The Cockaigne Overture, subtitled "In London Town," is a relatively brief piece of music—about 350 bars all told—cast in a traditional sonata-allegro form. A scherzando opening offers bits and pieces of themes that will presently take on more definite shapes and roles; the main "London" theme in C major, broad and sure, is given by the violins after a compelling introductory passage. A typically broad-spanned melody in E flat reflects on the couple's love for each other: the tender but passionate striving of the melody's initial octave leap could not be more typically "Elgarian." The "London" theme is given a treatment in diminution (a saucy rendition supposedly meant to represent the impudent disdain of the London youths for their stodgy elders), roving about harmonically, before the coda reviews our main themes and dissolves into the development section.
After a timid beginning in B flat major, the development soon bursts forth into a full-scale brass-band parade that, through sheer force, compels the entire orchestra to join in. Elgar's musical portrayal of the band as it grows distant again is striking: not wishing to resort to such bluntly obvious tactics as placing instruments offstage or in the balconies, the composer instead uses harmonic discrepancy (initially a sustained F pedal in the nearby orchestra against the band theme in G flat major in the increasingly distant clarinets) to create the illusion of separation and even distance.

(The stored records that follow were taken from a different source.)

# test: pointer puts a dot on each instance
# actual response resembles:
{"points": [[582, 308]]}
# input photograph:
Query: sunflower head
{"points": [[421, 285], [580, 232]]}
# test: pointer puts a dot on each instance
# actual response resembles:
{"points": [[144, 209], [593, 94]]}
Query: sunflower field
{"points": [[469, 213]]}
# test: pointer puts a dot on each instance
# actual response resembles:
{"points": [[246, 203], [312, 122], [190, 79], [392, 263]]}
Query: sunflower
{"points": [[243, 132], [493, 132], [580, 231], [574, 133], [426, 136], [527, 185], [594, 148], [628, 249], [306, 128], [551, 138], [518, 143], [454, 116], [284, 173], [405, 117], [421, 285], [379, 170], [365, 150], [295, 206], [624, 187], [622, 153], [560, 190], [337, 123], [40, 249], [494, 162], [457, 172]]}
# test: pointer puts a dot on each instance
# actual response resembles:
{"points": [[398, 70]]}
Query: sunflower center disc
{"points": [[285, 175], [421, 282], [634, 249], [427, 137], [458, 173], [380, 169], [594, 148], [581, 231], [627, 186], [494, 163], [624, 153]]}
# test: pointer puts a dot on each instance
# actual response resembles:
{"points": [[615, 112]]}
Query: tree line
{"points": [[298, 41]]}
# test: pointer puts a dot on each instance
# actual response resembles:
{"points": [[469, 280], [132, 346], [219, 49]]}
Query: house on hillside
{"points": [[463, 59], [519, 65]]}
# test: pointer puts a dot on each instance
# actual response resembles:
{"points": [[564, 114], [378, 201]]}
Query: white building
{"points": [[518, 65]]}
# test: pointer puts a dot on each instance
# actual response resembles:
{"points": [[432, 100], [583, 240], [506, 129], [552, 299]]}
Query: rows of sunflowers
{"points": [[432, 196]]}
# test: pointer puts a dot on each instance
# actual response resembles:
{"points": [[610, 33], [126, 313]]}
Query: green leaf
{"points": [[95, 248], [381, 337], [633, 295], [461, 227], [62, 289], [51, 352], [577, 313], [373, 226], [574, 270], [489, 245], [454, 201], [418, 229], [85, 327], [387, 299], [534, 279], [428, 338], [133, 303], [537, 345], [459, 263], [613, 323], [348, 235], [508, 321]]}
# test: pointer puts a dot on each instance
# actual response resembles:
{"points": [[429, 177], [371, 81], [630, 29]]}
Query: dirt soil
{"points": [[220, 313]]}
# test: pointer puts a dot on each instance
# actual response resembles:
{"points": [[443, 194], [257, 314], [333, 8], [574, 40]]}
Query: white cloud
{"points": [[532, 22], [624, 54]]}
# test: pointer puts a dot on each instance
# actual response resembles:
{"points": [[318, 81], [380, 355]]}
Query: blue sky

In the wake of all this tumult our young couple wanders into a church. Here Elgar's theme is of the most moving and eloquent kind, and yet the brash youngsters outside can still find it in themselves to ridicule its incessant, dogmatic nature (cheekily and effectively represented by an overuse of melodic sequence). A complex contrapuntal structure is built up from all these various melodic fragments until, by sheer accretion, a recapitulation is forced upon the scene. Although this final portion of the overture remains thoroughly in the C major tonality that underlies the entire work, Elgar does make an effective harmonic digression to E flat major for the reprise of the pompous, "nobilmente" London theme.